Re: Leap Out And Let It Burn
Fire extinguishers are misnamed.
They are to allow safe exit but also, possibly to prevent a fire initiating. They're not to fight a fire - they just don't last long enough, but they might clear the way to the fire door if you're quick.
That said... everything beyond that is at your own risk.
I work in a school. My employers absolutely tell me not to stop to fight a fire. They legally cannot. Press the alarm, get the hell out, drag any kids near you with you.
But, I tell you now, if there is a fire, and there's anyone nearby and I think I can buy those kids an extra few seconds/minutes to get out safely, even at a risk to myself, as an adult cognisant of the risk and not stupid enough to do anything too silly, then that's exactly what I'm going to do. I do stop briefly to check that nearby rooms are empty, too. Kids hiding or just unsure of what to do is common. Hell, we've had parents turn up at the school because they heard the alarm go off, which is just the most stupid thing I can imagine.

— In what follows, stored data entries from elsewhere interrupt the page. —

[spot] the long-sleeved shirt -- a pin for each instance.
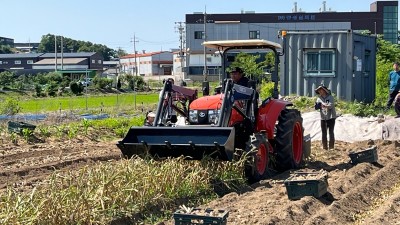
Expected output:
(394, 81)
(327, 110)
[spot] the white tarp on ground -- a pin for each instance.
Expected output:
(351, 128)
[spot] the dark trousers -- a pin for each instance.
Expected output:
(392, 95)
(397, 108)
(325, 126)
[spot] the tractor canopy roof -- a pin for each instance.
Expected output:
(226, 44)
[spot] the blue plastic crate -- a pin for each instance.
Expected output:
(200, 216)
(367, 155)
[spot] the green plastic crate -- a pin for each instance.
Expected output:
(297, 188)
(200, 216)
(367, 155)
(17, 127)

If there was a small fire, say in my IT rooms, then yes... I'd go for trying sensibly to extinguish it if I discovered it early enough. The risk of a big fire is huge in such a place.
Similarly if there was an adult colleague on the other side of the fire, or at serious risk, same thing. I'd try what I think I can, without risking being incapacitated myself (I'm no good to anyone dead or unconscious).

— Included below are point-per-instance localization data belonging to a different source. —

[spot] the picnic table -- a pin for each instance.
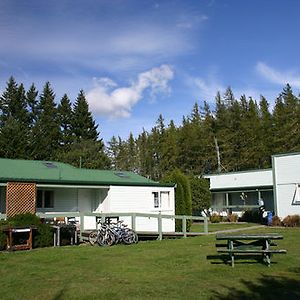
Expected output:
(249, 244)
(12, 234)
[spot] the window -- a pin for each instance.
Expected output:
(156, 199)
(45, 199)
(165, 200)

We can argue the risk later. I realise that some idiots do indeed cause problems by then forcing fire-fighters to put themselves at risk to come rescue them in some circumstances. I'd be aware of that. But I would attempt something within the realms of safety using everything I knew about fumes, what's in the rooms, and what the extinguisher can do. There's a point up until which it's quite logical to fight the fire - I light bonfires and campfires deliberately, for goodness sake. There's a point where it's not going to be any use to do so... anything very fumy, too near flammables, or with bigger flames than you'd normally use in everyday life.

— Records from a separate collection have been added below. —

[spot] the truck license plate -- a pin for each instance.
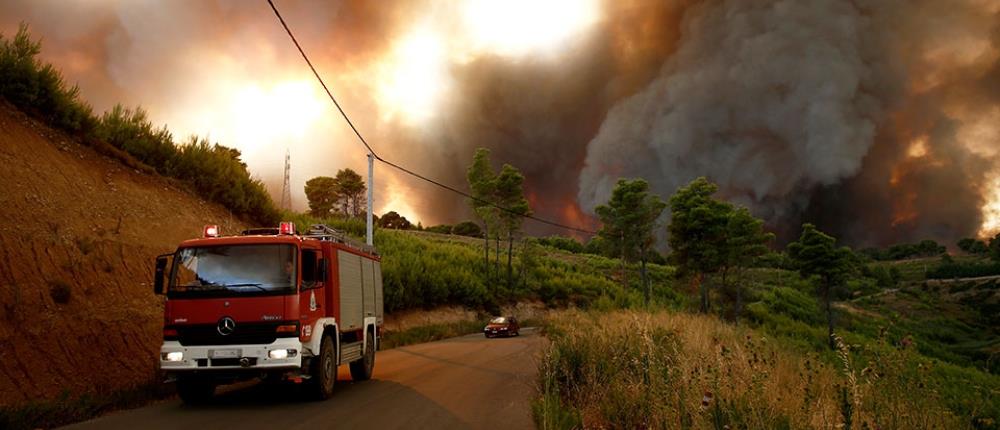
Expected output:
(224, 353)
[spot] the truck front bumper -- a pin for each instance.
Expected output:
(176, 357)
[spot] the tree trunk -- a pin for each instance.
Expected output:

But I bet you money that if there's a fire near a flammable that I can put out, of have a good enough go before it risks actually going up, I'm gonna have a quick go and flee at the first lack of progress or if the fire brigade turn up.
P.S. If you've never witnessed one, a good school evacuation is the best thing you've ever seen in your life. 500-1000 pupils from 3-18 all out of the building, checked, counted and verified within 2 minutes is not unheard of, even when the children are nursery age, in a classroom with a 15:1 child:adult ratio, spread all over the school doing different things, out of class for toilet use / music lessons / errand-running whatever.
P.P.S. Response times to school fires by the emergency services are incredibly impressive. Especially when they just barge cars parked on "School - Keep Clear" markings out of their way with their appliance. The parents learned a lesson that day that we'd been trying to explain to them for years. It was a real fire, but it was fortunately contained to a kitchen cooker hood (buildup of fat, which ignited) in the dead centre of the school site, and they took no prisoners of parents saying "I'll just move it"... no, we will, it's quicker and you shouldn't be there. Damage? That's okay, we'll explain to your insurers where you'd left it.